Exploration of Solutions
It seems that the problem can be easily solved by mining tweets which
contain some keywords about cyber-attack events. What a straightforward,
simple and beautiful method! But it will never work. Come on. This is social
media we are talking about. It never works as you think. Working in social
media data is never a trivial task considering the noisy environment
provided by the online platform. On Twitter, people will use slang, informal
language, hashtags, make up words and misspellings are common things.
What do you see in the above two tweets? Netlix,
Twier, #twitterislife and slow. They are
signals what we want, but the machine doesn't know what's Netlix, Twier or
#twitterislife since they are not in the dictionary. What's more, even
though Twitter users write tweets very carefully and double check the
spelling before posting, it still won't work. Every word can be ambiguous
online. The following two tweets show that how keyword hack
is used to express the different meaning.
Now let's see other researchers' work. Most existing work focuses on
technology blogs and tweets from security professionals to extract useful
information. For instance, Liao et al. build text mining tools to extract
key attack identifiers (IP, MD5 hashes) from security tech blogs in their
paper "Acing the IOC Game: Toward Automatic Discovery and Analysis of
Open-Source Cyber Threat Intelligence".
IOC Game
This paper focuses on the automatic discovery and analysis of IOC
(Indicators of Compromise) information presented by security professionals
in public sources (e.g., blogs, forums, tweets, etc.). In particular, the
authors propose iACE, a framework which can locate an IOC token, get its
context, and further analyze their relations through NLP techniques. The
following figure is iACE's architecture.
As we can see, the system keeps collecting technical blogs using Blog
Scraper (BS), which is essentially a web crawler designed to monitor the
rapidly evolving online content. Though technical blogs are less noisy than
the Twitter environment, there are still many materials unrelated with IOC,
e.g., product promotion, news or software update. Thus Blog Preprocessor
(BP) is required to perform pre-processing on the data collection to extract
and normalize only technical related content from crawled pages and filter
out non-IOC articles. Relevant Content Picker (RCP) will further use context
terms and regexes to locate the sentences likely to contain IOC information.

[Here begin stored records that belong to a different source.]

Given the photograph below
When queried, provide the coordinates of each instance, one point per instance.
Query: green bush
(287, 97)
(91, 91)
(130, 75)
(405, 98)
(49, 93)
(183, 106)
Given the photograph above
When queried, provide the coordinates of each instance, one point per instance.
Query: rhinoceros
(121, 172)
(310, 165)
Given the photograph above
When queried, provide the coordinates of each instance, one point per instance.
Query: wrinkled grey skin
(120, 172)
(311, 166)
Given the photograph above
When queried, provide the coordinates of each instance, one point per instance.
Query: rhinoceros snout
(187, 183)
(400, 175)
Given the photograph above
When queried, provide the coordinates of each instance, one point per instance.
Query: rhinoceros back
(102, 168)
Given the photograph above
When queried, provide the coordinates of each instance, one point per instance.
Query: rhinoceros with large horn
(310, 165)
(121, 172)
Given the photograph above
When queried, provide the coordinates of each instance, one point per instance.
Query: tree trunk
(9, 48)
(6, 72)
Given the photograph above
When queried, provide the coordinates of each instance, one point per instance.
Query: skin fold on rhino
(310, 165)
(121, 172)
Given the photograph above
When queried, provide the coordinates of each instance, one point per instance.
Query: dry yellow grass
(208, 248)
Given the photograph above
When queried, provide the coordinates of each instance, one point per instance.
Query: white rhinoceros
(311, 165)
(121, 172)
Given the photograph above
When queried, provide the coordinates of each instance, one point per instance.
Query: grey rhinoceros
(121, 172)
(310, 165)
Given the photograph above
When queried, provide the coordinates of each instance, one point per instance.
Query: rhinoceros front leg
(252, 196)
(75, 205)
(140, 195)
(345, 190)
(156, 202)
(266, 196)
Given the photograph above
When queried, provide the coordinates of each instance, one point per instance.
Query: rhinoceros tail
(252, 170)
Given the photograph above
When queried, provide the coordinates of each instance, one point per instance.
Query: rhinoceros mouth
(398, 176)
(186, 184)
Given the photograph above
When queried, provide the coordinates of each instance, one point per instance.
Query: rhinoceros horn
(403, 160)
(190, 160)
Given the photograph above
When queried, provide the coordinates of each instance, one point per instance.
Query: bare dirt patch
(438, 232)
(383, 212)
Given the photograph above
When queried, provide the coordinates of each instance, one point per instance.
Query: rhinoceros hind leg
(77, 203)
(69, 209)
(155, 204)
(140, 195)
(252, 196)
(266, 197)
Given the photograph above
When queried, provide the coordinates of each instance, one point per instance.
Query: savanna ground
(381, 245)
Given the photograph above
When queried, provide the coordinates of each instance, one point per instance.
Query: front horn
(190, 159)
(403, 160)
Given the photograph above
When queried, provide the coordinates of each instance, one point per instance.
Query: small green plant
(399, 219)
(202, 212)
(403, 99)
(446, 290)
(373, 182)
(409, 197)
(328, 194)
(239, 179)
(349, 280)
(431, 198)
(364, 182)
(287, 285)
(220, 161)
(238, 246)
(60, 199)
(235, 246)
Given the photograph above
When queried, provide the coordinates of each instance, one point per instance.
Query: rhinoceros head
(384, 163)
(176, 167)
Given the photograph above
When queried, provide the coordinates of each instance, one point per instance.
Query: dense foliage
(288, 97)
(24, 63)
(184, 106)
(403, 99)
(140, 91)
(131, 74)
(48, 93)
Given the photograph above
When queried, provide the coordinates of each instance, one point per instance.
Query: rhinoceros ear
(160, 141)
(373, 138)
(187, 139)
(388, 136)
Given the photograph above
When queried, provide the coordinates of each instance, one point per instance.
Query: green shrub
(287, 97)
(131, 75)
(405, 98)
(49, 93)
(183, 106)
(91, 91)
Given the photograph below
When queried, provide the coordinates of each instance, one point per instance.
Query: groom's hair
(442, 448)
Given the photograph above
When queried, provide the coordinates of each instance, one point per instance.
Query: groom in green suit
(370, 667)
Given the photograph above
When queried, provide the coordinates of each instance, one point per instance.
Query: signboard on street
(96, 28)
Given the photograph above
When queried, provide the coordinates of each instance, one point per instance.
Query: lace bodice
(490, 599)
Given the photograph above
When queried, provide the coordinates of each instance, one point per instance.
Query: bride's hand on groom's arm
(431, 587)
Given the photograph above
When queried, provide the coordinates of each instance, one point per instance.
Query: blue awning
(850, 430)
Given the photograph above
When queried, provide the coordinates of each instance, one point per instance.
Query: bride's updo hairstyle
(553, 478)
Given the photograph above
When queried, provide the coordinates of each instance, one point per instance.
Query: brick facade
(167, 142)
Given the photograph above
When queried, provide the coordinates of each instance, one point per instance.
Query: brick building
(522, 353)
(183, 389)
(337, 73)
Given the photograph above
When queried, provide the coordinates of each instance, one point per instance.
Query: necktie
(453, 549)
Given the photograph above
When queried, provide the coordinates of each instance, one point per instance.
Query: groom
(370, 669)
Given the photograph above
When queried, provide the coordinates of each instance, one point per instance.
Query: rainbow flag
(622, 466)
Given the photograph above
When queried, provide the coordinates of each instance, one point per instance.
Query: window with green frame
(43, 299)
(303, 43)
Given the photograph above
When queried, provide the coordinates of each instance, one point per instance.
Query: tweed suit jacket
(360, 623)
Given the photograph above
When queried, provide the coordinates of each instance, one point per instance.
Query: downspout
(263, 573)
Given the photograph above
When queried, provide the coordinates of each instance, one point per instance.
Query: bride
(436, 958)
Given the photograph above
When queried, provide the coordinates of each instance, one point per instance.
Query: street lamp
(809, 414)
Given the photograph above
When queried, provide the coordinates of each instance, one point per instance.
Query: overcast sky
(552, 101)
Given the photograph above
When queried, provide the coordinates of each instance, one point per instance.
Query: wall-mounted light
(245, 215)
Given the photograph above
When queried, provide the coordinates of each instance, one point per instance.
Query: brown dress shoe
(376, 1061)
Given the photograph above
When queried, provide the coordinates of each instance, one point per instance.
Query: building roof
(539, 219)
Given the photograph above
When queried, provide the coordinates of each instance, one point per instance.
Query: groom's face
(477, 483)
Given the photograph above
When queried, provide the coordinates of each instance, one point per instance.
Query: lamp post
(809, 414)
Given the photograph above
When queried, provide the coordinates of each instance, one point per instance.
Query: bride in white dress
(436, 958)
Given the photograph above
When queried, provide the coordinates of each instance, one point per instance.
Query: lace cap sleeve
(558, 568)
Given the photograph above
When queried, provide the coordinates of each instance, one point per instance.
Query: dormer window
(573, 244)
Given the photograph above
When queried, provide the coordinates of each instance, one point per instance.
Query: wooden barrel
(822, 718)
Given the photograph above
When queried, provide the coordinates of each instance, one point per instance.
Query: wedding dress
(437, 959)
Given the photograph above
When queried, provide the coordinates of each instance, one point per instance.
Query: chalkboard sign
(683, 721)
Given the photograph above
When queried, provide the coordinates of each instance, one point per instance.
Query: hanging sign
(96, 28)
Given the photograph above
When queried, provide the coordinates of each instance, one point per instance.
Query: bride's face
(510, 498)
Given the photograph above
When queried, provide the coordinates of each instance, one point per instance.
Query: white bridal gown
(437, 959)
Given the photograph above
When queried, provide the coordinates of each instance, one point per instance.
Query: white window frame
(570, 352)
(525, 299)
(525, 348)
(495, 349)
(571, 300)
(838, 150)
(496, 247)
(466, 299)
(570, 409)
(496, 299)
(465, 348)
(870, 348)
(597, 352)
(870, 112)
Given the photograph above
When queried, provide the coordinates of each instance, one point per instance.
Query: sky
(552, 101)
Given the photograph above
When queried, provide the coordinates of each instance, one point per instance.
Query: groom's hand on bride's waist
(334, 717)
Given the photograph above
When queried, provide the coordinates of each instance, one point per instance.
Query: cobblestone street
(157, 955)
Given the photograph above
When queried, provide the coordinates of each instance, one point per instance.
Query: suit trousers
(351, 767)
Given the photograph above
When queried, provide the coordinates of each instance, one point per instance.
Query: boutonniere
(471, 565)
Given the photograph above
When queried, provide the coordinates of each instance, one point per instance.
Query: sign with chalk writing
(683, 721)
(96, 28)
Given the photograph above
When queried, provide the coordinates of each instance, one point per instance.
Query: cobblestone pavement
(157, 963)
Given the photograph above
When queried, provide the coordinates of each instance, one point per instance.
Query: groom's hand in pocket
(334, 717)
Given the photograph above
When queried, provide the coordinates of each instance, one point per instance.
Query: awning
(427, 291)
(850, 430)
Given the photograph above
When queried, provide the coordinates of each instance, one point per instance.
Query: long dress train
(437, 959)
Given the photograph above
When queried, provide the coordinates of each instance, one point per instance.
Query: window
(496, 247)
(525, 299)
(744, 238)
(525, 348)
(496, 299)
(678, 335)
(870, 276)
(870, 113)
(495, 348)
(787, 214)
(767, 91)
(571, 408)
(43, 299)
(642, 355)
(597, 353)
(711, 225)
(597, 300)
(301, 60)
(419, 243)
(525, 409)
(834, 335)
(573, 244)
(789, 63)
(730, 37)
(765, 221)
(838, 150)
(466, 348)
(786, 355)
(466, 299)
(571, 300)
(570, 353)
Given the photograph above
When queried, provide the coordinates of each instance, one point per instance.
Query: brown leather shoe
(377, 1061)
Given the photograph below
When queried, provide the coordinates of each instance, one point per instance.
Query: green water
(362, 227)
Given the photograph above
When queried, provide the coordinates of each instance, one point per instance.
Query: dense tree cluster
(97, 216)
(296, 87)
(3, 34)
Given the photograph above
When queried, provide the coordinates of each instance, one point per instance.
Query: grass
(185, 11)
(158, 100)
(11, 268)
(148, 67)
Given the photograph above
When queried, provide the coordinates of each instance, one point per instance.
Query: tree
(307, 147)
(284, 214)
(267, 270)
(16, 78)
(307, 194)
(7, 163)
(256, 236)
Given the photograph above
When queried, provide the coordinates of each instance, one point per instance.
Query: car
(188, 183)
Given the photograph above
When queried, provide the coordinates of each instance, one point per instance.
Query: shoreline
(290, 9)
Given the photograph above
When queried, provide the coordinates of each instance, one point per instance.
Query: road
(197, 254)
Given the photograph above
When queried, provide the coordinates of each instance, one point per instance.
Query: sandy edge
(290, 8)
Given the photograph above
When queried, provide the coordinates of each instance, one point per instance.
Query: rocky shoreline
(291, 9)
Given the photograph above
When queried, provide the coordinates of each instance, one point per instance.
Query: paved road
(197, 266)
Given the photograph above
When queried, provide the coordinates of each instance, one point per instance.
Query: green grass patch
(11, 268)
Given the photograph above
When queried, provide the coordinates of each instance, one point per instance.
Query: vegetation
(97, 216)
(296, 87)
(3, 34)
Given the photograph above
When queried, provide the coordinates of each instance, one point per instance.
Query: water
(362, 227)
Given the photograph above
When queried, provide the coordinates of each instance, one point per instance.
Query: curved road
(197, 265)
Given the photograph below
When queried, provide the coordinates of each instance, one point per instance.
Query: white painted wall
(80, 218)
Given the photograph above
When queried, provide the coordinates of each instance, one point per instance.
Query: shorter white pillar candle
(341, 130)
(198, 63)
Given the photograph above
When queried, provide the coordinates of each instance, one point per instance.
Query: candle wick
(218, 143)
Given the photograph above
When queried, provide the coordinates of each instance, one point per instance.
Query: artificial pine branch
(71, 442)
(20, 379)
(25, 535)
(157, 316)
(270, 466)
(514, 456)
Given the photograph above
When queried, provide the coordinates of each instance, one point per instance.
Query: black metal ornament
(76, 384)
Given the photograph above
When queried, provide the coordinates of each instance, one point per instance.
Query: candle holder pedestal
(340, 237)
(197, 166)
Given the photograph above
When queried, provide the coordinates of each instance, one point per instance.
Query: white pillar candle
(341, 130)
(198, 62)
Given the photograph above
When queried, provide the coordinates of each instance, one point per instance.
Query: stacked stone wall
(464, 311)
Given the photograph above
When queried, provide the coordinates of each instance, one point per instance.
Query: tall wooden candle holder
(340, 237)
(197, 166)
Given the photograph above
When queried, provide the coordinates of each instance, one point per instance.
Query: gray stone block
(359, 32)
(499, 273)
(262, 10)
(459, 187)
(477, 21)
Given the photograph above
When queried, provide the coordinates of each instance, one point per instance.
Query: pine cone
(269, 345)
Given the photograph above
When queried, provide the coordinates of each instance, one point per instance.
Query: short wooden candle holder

In a nutshell, for each IOC blog, BP and RCP's job is to identify and pick
sentences, tables, and lists which are likely to include IOCs. Though
context terms and regexes can help to find sentences likely involving IOCs,
they are insufficient for detection IOCs with high accuracy. Therefore in
Relation Checker (RC), dependency tree technique is adopted to improve the
accuracy. In participate, the presence of IOC relations between a context
term and an IOC candidate within a sentence is examined though a customized
kernel classifier which calculates the similarity between two dependency
subgraphs based on the point-wise distance. The RC workflow is shown below.
In the evaluation, the authors run their framework on 71,000 articles
collected from 45 technical blogs and get a remarkable performance. iACE
generates 900K OpenIOC items with a precision of 95% and a recall over 90%,
which overperforms other state-of-the-art approaches. In summary, one major
technical contribution of this paper is to use dependency parser to identify
the IOC item instead of using context terms or regexes alone, and it does
dramatically improve the identification accuracy.
Afterword
Cyber-attack detection and characterization using open-source data is still
a new but interesting research problem. It's based on the assumption that
security professionals or normal web service users will exchange, share
their knowledge, experience, and information through social media.
Furthermore, the assumption is also proved to work in other papers, e.g.,
"Vulnerability Disclosure in the Age of Social Media: Exploiting Twitter for
Predicting Real-World Exploits" and "Weakly Supervised Extraction of
Computer Security Events from Twitter". Anyway, this problem can be further
divided into several more detailed subproblems, e.g, what information to
extract from open source data like IOC item, named entitied, how to get the
target "particle", and how to use extracted knowledge elements.